Allan Wilson

Allan Charles Wilson ( born October 18, 1934 in Ngaruawahia, New Zealand, † July 21, 1991 in Seattle ) was a New Zealand biochemist. He was a professor at the University of California, Berkeley. He was a pioneer in the application of molecular biological methods in evolutionary research, particularly in humans.

Life

Wilson grew up on the dairy farm of his parents in Pukekohe 20 miles south Auckland. He went to Auckland to school and studied at the University of Otago biochemistry and zoology with a bachelor 's degree in 1955 and at Washington State University with a master's degree in zoology in 1957. He was in 1961 a PhD from the University of Berkeley in biochemistry at Arthur Pardee ( biosynthesis of flavin in bacteria). As a post - graduate student, he worked at Nathan O. Kaplan at Brandeis University. From 1964 he was at Berkeley with a full Professor of Biochemistry from 1972. He died of leukemia.
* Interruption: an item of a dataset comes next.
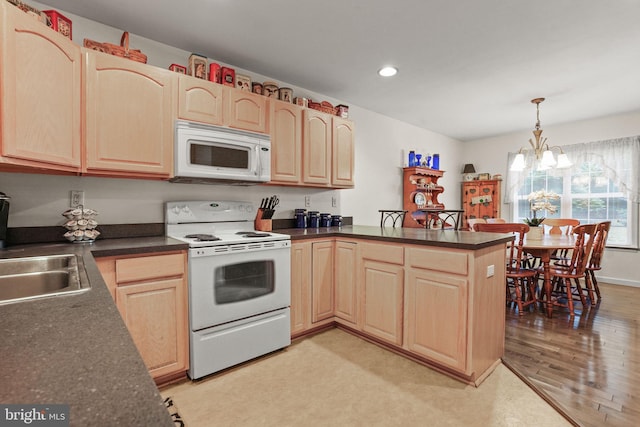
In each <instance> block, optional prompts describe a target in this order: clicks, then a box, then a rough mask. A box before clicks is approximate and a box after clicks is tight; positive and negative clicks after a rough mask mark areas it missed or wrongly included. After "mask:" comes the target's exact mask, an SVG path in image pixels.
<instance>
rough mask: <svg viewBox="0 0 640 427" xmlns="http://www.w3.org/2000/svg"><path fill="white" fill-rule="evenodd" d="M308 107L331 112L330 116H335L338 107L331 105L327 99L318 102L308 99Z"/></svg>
mask: <svg viewBox="0 0 640 427" xmlns="http://www.w3.org/2000/svg"><path fill="white" fill-rule="evenodd" d="M309 108H311V109H314V110H318V111H322V112H323V113H327V114H331V115H332V116H335V115H336V113H337V112H338V109H337V108H335V107H334V106H333V105H331V103H329V102H327V101H322V102H320V103H318V102H313V101H311V100H309Z"/></svg>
He has been a visiting scientist at Harvard, St. Louis, Kansas, at the Massachusetts Institute of Technology, Israel and Kenya.

Work

Wilson attracted attention and was still highly controversial during his lifetime for his work on molecular evolution in humans. His first work on " molecular clocks " (number of mutations ) as the time scale for human evolution, he published from 1967 with Vincent Sarich. He came from the comparison of the genetic material of humans and chimpanzees - like he found 99% were identical - to the conclusion that the earliest cleavage lagged five million years, much shorter than then usual estimates of anthropologists. His laboratory extended this research into the evolution of many other creatures from (later on Ancient DNA research) and has always been at the forefront of research in introduction of new techniques ( recombinant DNA techniques, polymerase chain reaction, etc.). At the same time, the methods developed there over his students spread around the world.

The early 1980s was followed by a second sensational publication about the origin of humans (Homo sapiens) 200,000 years ago in Africa (African Eve ). This emerged after Wilson from the study of mitochondrial DNA from different human races. Also, this initially at the anthropologists rejected because they. Idea of a simultaneous development in several parts of the world and from different Homonidenlinien ( in Europe from the Neanderthals, Homo erectus in Asia ) disagreed However, the hypothesis of the origin in Africa and the non- relationship of homo sapiens to Neanderthals and Homo erectus prevailed later.

Honors, editorship, Memberships

He was Guggenheim Fellow (1972) and MacArthur Fellow (1986). He was a member of the American Academy of Arts and Sciences and a Fellow of the Royal Society. Founded in 2002, Allan Wilson Centre for Molecular Ecology and Evolution in New Zealand is named in his honor.

Wilson was co-editor of the Journal of Molecular Evolution.

Writings

  • The molecular basis of evolution, Scientific American, October 1985
  • RL Cann: The recent African genesis of humans, Scientific American, April 1992
  • With RLCann, M.Stoneking Mitochondrial DNA and human evolution, Nature 325, 1987, pp. 31-36.